Ghana’s banks not yet in the clear as non-performing loans decline
Moody’s this month greeted a decline in the level of non-performing loans (NPLs) at Ghana’s banks as credit positive for the banking system.
Nonperforming loans (NPLs) fell to 13.9% in December, versus 17.3% in October.
The central bank says the improvement is due to increased loan recoveries, write-offs and higher credit growth. But the legacy of the NPLs, which peaked at 23.5% in April 2018, is still an obstacle for the banking system and the economy.
“Banks are still trying to find their way around with the new capital requirements and trying to figure out new ways of improving their balance sheets,” says Kojo Dougan, digital corporate and transactional business lead at BlueSPACE Africa Technologies in Accra.
There remain significant NPLs from previous years which constitute a “huge hole”, he says.
- “The restructuring exercise has yet to fully mature.”
- “A lot of banks spent time in debt retrieval mode,” so fewer loans were given, meaning fewer NPLs, Dougan says.
- Some government contractors still have debts to banks from 2016 or earlier, he says. “
- Those who already used fixed assets as collateral for previous loans have a challenge. There is little collateral to provide.”
Ghana’s banks recapitalised following the introduction of higher capital requirements in 2017, while seven insolvent banks have closed.
The drop in NPLs is credit positive for the banking system and means that lenders can concentrate on extending credit to the economy, Moody’s says. The ratings service expects credit growth to remain high at close to current levels in the next 12-18 months.
Attempts to take executives of the banks that closed to court speaks to the continuing issue of NPLs, Dougan says.
- Mike Nyinaku, CEO of the failed Beige Bank, is facing prosecution in a case that has been adjourned to March 5.
- Former managing director of the defunct UT Bank, Prince Kofi Amoabeng, is also facing charges.
- Minister for Finance Ken Ofori-Atta has hinted that customers of defunct banks will get their deposits back by the end of 2020.
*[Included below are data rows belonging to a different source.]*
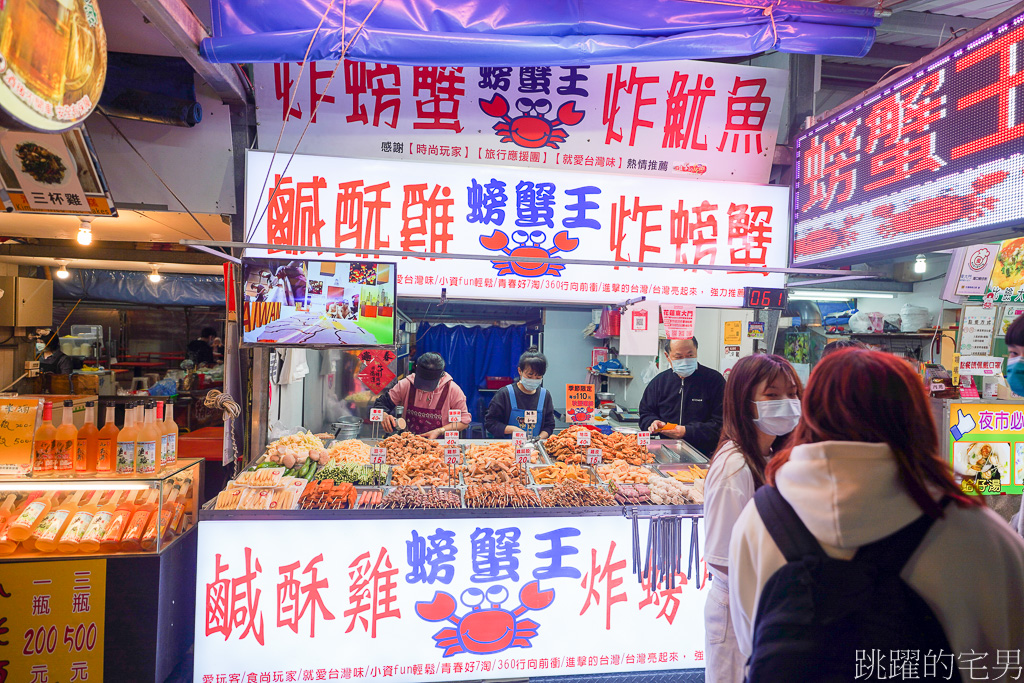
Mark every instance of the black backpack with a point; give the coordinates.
(815, 613)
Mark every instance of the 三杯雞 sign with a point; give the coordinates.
(670, 119)
(502, 213)
(444, 599)
(937, 154)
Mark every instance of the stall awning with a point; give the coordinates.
(480, 33)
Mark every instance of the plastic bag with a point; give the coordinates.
(860, 323)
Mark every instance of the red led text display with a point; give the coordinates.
(937, 154)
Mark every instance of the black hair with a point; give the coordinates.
(430, 361)
(535, 360)
(667, 344)
(840, 344)
(1015, 333)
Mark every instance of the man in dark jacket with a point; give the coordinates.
(688, 395)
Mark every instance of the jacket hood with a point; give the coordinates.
(847, 494)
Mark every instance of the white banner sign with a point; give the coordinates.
(436, 600)
(670, 119)
(503, 213)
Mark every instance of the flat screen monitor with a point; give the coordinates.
(294, 302)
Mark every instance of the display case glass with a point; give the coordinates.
(97, 515)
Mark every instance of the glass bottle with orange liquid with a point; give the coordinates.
(100, 522)
(126, 443)
(42, 445)
(107, 452)
(48, 532)
(66, 442)
(88, 442)
(131, 541)
(72, 536)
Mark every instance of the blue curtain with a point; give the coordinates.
(482, 33)
(471, 354)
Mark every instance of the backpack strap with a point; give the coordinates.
(893, 552)
(788, 532)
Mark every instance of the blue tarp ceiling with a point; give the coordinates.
(534, 33)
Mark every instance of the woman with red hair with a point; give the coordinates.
(865, 464)
(761, 408)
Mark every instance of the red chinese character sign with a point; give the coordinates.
(510, 215)
(669, 119)
(935, 155)
(466, 599)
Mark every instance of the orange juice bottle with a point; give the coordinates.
(170, 452)
(126, 443)
(42, 445)
(88, 442)
(147, 451)
(160, 521)
(66, 442)
(112, 537)
(49, 531)
(108, 439)
(100, 522)
(75, 529)
(31, 516)
(131, 541)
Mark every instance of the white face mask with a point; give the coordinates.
(777, 417)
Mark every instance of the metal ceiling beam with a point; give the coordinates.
(179, 25)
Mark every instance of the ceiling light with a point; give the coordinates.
(85, 232)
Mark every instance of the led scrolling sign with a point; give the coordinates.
(937, 154)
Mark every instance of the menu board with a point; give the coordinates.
(18, 420)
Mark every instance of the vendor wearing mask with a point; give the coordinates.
(507, 413)
(427, 395)
(684, 401)
(53, 360)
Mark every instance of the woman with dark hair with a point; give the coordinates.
(761, 408)
(863, 464)
(507, 412)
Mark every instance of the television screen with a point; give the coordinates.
(292, 302)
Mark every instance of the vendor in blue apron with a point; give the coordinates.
(507, 413)
(428, 395)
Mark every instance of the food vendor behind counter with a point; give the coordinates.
(507, 412)
(684, 401)
(427, 395)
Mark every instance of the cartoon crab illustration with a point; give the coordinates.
(942, 210)
(485, 630)
(530, 129)
(826, 238)
(528, 246)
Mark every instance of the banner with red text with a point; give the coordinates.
(670, 119)
(505, 213)
(437, 600)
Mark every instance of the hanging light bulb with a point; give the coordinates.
(85, 232)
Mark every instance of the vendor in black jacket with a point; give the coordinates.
(688, 395)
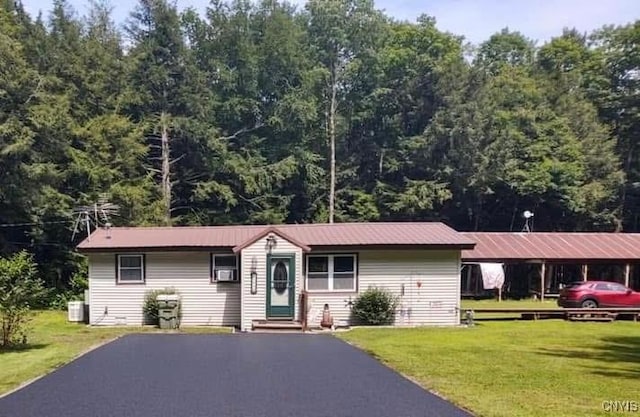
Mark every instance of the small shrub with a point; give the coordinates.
(20, 289)
(375, 306)
(150, 306)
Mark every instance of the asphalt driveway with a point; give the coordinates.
(238, 375)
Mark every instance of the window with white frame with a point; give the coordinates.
(224, 268)
(130, 269)
(331, 273)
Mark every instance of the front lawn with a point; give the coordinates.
(518, 368)
(54, 342)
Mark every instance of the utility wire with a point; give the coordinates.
(33, 224)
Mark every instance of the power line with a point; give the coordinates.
(33, 224)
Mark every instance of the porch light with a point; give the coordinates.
(271, 242)
(254, 282)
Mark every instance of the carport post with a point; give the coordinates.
(627, 273)
(543, 272)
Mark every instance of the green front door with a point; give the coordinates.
(281, 284)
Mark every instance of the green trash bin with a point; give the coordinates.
(168, 311)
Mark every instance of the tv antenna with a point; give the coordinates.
(97, 214)
(527, 221)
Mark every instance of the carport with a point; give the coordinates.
(538, 263)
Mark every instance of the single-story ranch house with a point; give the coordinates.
(241, 275)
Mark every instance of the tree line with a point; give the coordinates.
(262, 112)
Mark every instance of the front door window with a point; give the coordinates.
(281, 287)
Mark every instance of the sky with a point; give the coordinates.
(477, 20)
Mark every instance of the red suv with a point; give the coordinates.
(592, 294)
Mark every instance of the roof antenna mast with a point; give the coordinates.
(97, 214)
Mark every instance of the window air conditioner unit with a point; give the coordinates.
(225, 275)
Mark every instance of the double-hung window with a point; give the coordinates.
(224, 268)
(331, 273)
(130, 269)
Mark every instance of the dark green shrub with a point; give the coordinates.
(20, 290)
(150, 306)
(375, 306)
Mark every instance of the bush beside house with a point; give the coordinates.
(375, 306)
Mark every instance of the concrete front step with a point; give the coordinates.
(280, 325)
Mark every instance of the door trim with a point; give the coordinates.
(292, 278)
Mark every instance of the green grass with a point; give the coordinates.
(517, 368)
(53, 342)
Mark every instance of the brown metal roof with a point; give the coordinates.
(337, 234)
(265, 232)
(553, 246)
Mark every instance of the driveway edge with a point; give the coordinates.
(79, 355)
(407, 377)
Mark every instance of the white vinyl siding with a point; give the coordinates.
(431, 280)
(203, 302)
(254, 258)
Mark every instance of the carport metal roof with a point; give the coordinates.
(553, 246)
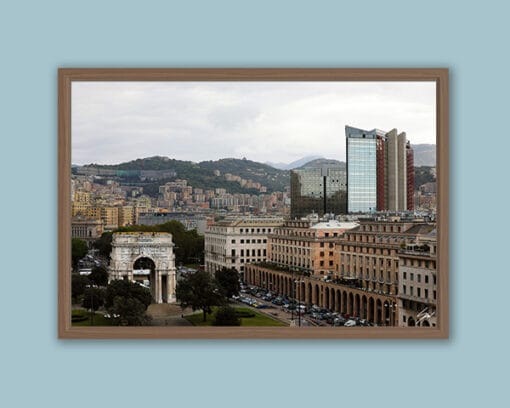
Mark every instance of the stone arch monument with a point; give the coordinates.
(129, 247)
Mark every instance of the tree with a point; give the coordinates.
(93, 298)
(226, 316)
(228, 281)
(79, 249)
(99, 276)
(200, 292)
(130, 310)
(128, 300)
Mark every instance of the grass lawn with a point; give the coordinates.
(259, 319)
(99, 319)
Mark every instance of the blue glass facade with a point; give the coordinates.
(361, 170)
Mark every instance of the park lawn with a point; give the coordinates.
(99, 319)
(259, 319)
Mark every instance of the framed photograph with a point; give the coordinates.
(253, 203)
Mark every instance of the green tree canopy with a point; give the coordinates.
(78, 284)
(99, 276)
(130, 310)
(129, 301)
(79, 249)
(93, 298)
(199, 291)
(228, 281)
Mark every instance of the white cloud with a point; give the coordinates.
(281, 122)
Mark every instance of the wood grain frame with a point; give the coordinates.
(67, 75)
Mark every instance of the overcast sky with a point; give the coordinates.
(114, 122)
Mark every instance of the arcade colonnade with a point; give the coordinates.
(379, 309)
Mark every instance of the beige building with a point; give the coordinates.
(234, 242)
(305, 246)
(368, 255)
(87, 229)
(366, 267)
(417, 291)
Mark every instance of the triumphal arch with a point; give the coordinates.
(142, 257)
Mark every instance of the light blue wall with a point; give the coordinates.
(471, 369)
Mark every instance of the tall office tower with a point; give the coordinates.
(380, 172)
(318, 190)
(365, 170)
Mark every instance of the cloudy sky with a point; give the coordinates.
(113, 122)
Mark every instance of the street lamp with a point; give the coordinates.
(299, 300)
(390, 307)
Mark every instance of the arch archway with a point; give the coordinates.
(151, 255)
(378, 312)
(371, 310)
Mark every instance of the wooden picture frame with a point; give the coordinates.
(66, 76)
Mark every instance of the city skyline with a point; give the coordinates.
(114, 122)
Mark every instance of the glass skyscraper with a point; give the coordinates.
(380, 173)
(362, 147)
(318, 190)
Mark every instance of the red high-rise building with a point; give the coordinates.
(410, 176)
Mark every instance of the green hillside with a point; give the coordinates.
(201, 175)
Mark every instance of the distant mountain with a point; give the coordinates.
(323, 162)
(424, 154)
(293, 165)
(205, 174)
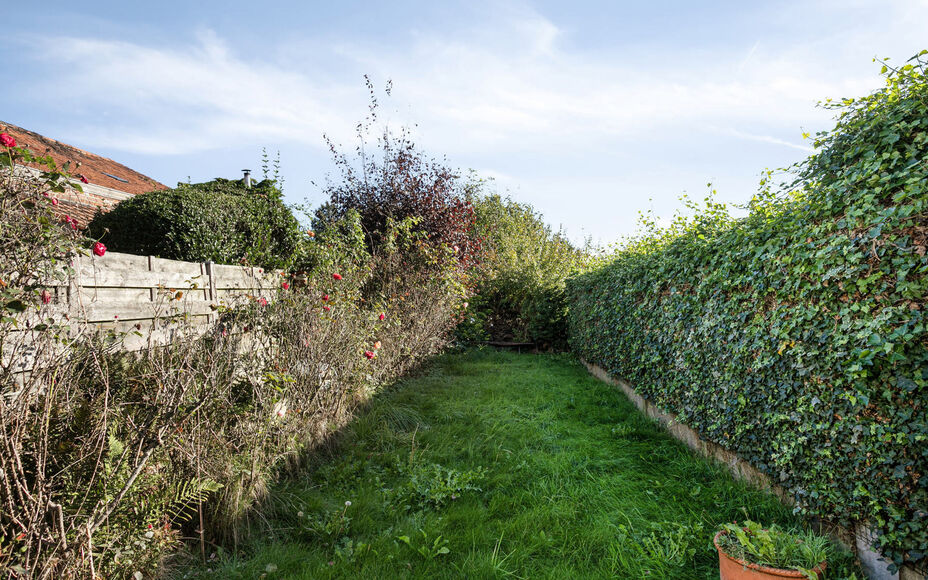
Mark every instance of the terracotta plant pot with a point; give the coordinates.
(731, 568)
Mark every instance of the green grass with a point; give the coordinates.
(498, 465)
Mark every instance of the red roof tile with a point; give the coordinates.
(98, 170)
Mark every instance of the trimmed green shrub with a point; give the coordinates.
(796, 336)
(519, 282)
(219, 220)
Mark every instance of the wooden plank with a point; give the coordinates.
(124, 270)
(118, 311)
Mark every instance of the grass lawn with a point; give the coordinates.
(500, 465)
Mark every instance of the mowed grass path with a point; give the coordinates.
(573, 483)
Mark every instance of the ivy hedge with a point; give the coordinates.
(220, 220)
(796, 336)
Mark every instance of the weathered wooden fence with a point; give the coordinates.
(141, 298)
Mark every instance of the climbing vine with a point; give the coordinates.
(796, 336)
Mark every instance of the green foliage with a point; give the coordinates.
(520, 280)
(219, 220)
(434, 485)
(796, 336)
(775, 547)
(562, 497)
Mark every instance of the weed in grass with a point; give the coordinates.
(480, 456)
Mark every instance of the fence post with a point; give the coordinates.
(213, 294)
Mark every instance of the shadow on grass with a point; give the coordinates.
(500, 465)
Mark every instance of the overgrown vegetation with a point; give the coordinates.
(220, 220)
(499, 465)
(390, 180)
(519, 281)
(774, 547)
(796, 336)
(111, 459)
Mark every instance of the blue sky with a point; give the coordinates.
(590, 111)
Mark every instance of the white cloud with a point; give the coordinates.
(521, 91)
(518, 95)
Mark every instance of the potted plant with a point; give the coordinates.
(749, 551)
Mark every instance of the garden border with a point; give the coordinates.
(858, 538)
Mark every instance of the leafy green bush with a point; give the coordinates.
(519, 282)
(219, 220)
(796, 336)
(774, 547)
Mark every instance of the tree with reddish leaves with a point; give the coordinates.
(397, 181)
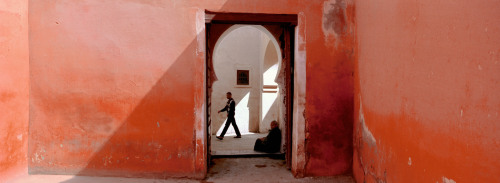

Lending will recover at some point, but it’s not yet clear when, Dougan says. The new capital requirements and are a game changer in that they put the onus on banks to find investors to meet requirements, Dougan says. “So banks will be more pragmatic and prudential in lending” as there needs to be a return on investor funds.
According to Tellimer in January, a slowdown in economic growth and inflation, from increased utility tariffs and transportation costs, “could lead to short term pressure on aggregate demand and limit loan growth prospects.”
- Weaker growth could also limit asset quality improvements at banks, the research says.
- Dougan expects that a slowdown in the economy is likely ahead of elections in December.
- If the current government is re-elected, economic activity will almost rebound from January 2021. But a change of government would mean that the acceleration would be delayed until the second or third quarter of 2021, he says.
Bottom Line: The period of pre-election uncertainty will slow credit growth, meaning that there is still plenty of time for bad news on hidden NPLs to emerge.